Madlands launch at Gleebooks

Last night we went to Gleebooks for the launch of Anna Rose’s Madlands. This is her book about the experience of going on ABC television’s I can change your mind about … climate with Nick Minchin. I confess to not watching the show: there was enough condescension on the basis of age and gender in the trailers to do me for a lifetime, though Anna Rose seemed remarkably unflustered by it. He called her a warmist! It was as attractive as an hour ‘debating’ whether the earth is flat or passive smoking is a health hazard or Rupert Murdoch is rich.

Last night was not a ‘debate’, though it was largely about the vested interests, economic and ideological, that keep talking that way.

Louise Adler of Melbourne University Press referred in passing to the current debasement of political life and we realised that this was not the ABC, where Balance rules, and all opinions are equal.  Incidentally, she confessed (under a cone of silence so as not to build up other writers’ expectations, but us bloggers know no shame) that the book was written in two and a half months and then proceeded from manuscript to the bookshops in another couple of months.

John Hewson, once leader of the Liberal Party and sufficiently neo-liberal to have been called the Feral Abacus by Paul Keating, launched the book. (Incidentally, to have been insulted by Paul Keating must be a little like having been caricatured by one of the greats – it might not portray you in a good light, but the artistry is so fine that you will tell people about it for the rest of your life.) Hewson  talked quite a bit about his own activism in the business sector. He’s currently involved in a project, for instance, which will result in a published list of the top thousand superannuation funds rated according to their investment in sustainable enterprises – a listing which, he hopes, will result in a significant increase in investment in non-carbon energy options. But he wasn’t so much taking the opportunity to blow his own trumpet as to contextualise Anna’s book and her activism as co-founder and chair of the Australian Youth Climate Coalition: it’s no good waiting for government to act, was his message, but if you look around you’ll see that there are alternatives.

Anna Rose spoke too.

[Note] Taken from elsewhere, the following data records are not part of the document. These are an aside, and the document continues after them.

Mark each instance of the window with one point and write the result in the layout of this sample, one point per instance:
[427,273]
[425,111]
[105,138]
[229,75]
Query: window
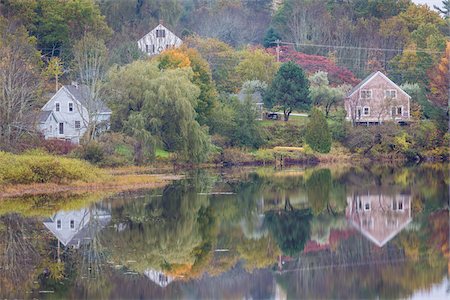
[160,33]
[366,111]
[397,110]
[359,112]
[366,94]
[391,94]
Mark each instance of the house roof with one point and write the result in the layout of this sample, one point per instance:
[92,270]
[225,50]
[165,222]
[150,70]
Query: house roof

Asked about her calmness on the TV show, she said that she kept remembering that her aim was to speak to the people watching the show, and if she allowed herself to be rattled by unpleasantness coming at her she wold probably lose those people. She invited us to applaud her mother (in the audience, almost as alarmingly young as Anna Rose herself), who over many years had given her a brilliant example of talking to people respectfully and changing their minds. Evidently she has received an enormous amount of hate mail since the show went to air – she commented that the anonymity of the Web allows some people to behave very badly, but shrugged and said you get used to it. (She’s married to Simon Sheikh of Get-Up, also there with a big smile on his face, so I guess she has some forces countering the hate.)

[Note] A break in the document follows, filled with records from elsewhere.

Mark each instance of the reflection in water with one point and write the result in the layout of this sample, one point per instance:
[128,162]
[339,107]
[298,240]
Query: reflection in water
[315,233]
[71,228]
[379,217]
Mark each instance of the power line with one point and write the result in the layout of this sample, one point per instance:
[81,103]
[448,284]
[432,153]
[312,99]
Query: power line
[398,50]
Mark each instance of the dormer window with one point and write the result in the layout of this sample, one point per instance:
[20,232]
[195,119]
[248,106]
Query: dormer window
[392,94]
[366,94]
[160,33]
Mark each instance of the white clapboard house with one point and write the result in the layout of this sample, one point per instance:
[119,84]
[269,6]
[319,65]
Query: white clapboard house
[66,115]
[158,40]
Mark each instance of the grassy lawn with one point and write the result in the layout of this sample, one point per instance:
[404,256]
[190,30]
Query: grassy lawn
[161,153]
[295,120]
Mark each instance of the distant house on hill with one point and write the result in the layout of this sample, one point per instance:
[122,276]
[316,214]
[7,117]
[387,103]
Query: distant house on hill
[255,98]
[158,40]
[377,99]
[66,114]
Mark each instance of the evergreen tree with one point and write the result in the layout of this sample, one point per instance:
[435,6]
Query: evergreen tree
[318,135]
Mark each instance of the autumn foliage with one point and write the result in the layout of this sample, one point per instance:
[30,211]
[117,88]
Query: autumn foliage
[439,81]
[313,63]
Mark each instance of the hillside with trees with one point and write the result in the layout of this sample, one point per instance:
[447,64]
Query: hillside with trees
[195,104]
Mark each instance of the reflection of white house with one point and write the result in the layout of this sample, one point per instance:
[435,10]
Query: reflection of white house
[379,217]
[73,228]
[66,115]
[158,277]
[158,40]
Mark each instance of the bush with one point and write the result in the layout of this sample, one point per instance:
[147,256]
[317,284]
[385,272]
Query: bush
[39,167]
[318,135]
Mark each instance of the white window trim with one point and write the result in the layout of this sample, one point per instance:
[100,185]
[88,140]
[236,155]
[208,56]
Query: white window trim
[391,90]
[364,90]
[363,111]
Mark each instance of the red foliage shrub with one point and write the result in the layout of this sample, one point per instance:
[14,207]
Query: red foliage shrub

There was some talk about hope. Anna Rose quoted Paul Kremer (I looked it up and found the context here):

If you look at the science about what is happening on earth and aren’t pessimistic, you don’t understand the data. But if you meet the people who are working to restore this earth and the lives of the poor, and you aren’t optimistic, you haven’t got a pulse.

Any time we are feeling discouraged, she said, we should visit http://aycc.org.au/, see what the Australian Youth Climate Coalition is up to and make a donation. At the moment they’re raising funds to give a copy of this book to every member of the Australian Parliament.

We bought three copies of the book and went off to dinner knowing that we had pulses.